After transfection, EMT markers, including E-cadherin, N-cadherin, vimentin, Snail Slug and Twist as measured by (A) Western blot and (B) real-time qPCR in the pLVX-fibulin-4 infected groups. The results showed that fibulin-4 up-regulation could increase the expression of E-cadherin, and decrease the expression of N-cadherin, vimentin, snail, slug and twist. (C) After co-culturing normal endometrial fibroblasts and pLVX-fibulin-4-infected KLE-1 for 24 h, 48 h, and72 h, the fibroblasts markers vimentin and alpha-smooth muscle actin (α-SMA) were significantly decreased with the extension of co-culture time. *P < 0.05 versus control.
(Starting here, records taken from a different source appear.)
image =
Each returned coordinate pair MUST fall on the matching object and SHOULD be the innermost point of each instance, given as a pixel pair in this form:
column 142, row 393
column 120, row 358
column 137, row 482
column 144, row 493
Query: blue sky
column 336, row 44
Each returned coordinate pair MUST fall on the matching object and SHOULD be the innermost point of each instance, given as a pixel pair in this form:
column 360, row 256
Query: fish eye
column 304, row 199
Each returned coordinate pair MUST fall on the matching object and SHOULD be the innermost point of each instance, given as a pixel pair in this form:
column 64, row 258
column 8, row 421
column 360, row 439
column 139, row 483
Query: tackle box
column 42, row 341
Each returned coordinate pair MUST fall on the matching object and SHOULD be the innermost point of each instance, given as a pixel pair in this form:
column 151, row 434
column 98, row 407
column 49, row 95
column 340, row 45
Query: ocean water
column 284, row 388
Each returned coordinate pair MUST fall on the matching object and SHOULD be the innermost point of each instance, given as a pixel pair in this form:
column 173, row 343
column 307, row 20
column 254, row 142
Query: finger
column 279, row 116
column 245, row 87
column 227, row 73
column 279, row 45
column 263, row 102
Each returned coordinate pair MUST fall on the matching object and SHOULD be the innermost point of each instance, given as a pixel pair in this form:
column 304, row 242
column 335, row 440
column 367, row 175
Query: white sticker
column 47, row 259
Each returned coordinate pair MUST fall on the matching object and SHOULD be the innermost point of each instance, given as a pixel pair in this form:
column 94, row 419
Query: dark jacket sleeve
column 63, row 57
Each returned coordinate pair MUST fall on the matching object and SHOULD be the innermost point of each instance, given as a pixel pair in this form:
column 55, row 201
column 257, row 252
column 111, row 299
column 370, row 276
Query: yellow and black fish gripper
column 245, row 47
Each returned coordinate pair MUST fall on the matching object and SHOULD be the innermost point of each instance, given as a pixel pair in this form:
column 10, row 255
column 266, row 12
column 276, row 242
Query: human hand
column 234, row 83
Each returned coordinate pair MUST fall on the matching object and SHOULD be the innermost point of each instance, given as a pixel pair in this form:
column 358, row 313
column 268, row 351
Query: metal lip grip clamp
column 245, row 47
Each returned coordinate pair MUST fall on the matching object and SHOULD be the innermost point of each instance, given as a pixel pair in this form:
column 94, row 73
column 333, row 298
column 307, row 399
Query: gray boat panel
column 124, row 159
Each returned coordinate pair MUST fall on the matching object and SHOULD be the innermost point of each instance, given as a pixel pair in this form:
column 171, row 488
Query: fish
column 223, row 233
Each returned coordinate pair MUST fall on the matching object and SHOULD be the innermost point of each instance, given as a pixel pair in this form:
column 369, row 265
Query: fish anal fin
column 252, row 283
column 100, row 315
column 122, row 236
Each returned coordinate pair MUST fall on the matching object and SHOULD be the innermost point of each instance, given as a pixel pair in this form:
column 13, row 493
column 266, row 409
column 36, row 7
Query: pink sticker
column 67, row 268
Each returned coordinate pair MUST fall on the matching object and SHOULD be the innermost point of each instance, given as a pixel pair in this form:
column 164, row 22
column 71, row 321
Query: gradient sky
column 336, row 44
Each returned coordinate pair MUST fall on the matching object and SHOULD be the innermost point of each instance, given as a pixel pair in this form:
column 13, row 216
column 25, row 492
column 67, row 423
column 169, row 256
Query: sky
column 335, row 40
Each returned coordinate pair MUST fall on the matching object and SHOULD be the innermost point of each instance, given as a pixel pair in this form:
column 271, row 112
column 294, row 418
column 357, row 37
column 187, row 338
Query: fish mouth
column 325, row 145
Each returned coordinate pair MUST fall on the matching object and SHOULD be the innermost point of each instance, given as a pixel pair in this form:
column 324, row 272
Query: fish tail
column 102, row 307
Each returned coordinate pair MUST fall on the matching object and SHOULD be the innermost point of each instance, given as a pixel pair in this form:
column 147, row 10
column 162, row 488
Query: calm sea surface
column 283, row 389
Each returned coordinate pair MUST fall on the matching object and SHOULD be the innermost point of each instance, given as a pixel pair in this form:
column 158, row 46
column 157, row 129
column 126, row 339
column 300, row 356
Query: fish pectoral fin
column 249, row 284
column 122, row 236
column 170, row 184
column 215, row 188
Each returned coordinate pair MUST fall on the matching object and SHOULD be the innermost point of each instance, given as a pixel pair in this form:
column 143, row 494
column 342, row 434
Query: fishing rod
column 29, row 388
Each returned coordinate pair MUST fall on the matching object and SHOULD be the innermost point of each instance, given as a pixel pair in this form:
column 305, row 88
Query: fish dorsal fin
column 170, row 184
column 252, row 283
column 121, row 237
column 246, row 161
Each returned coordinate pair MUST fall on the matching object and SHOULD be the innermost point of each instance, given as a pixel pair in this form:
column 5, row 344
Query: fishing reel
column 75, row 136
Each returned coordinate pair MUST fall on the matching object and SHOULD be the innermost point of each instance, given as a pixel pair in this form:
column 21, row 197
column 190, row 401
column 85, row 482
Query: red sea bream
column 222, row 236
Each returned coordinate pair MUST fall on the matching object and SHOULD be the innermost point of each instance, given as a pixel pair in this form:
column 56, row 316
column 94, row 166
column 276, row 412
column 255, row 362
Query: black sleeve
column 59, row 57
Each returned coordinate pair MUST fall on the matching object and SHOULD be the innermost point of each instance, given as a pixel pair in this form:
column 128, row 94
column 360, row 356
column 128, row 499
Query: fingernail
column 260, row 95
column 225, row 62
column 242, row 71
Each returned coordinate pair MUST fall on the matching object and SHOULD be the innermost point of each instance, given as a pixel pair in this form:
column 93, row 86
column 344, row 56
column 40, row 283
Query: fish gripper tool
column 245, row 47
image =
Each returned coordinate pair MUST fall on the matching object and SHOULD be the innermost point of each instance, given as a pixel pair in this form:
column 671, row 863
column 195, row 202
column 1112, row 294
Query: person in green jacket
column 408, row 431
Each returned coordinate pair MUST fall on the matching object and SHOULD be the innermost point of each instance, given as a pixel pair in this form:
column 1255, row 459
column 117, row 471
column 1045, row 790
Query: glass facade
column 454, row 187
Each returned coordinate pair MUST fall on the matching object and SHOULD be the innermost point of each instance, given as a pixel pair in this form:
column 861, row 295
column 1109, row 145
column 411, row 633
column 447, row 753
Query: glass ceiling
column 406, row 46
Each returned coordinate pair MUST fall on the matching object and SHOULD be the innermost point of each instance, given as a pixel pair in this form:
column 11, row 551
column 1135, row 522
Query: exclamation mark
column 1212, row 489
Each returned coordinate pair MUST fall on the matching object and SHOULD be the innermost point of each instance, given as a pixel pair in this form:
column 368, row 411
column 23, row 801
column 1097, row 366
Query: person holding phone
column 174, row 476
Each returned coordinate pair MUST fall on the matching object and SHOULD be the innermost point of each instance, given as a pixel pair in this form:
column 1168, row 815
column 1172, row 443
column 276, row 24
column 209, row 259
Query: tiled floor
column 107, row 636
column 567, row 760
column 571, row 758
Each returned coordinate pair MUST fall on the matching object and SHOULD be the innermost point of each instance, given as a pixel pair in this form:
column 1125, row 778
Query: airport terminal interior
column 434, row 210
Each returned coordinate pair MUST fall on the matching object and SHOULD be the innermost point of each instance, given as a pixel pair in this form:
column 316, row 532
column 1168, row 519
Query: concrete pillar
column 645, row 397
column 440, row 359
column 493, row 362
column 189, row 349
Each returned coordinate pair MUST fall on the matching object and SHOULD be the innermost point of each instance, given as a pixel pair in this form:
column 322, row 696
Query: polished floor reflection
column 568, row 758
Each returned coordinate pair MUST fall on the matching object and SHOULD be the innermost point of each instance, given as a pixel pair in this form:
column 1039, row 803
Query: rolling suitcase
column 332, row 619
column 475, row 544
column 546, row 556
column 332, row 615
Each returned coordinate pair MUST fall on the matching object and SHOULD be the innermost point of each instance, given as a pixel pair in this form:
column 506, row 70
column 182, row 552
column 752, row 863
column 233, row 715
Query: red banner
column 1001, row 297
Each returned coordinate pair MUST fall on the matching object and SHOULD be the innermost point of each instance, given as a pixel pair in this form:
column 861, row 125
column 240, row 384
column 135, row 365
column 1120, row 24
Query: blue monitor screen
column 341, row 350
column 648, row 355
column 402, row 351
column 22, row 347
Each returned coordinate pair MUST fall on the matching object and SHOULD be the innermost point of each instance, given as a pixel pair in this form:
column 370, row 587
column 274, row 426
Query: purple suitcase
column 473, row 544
Figure 12. Effects of fibulin-4 on the Wnt/β-catenin and Notch pathways

(A) Fibulin-4 knockdown increased the expression of β-catenin, C-myc, and cyclin D1, activating the Wnt/β-catenin pathway, but had no obvious effects on the Notch pathway. (B) Fibulin-4 upregulation decreased the expression of β-catenin, C-myc, and cyclin D1, deactivated the Wnt/β-catenin pathway, but had no obvious effects on the Notch pathway.

Figure 13. Inhibition and promotion the Wnt/β-catenin pathway

(A) In the fibulin-4 shRNA-infected cells, Wnt signaling pathway inhibitor XAV-939 could significantly inhibit the Wnt/β-catenin pathway and EMT, both of which were activated by fibulin-4 knockdown. (B) In the pLVX-fibulin-4-infected cells, Wnt signaling pathway activator LiCl could promote the Wnt/β-catenin pathway and EMT, both of which were deactivated by fibulin-4 upregulation.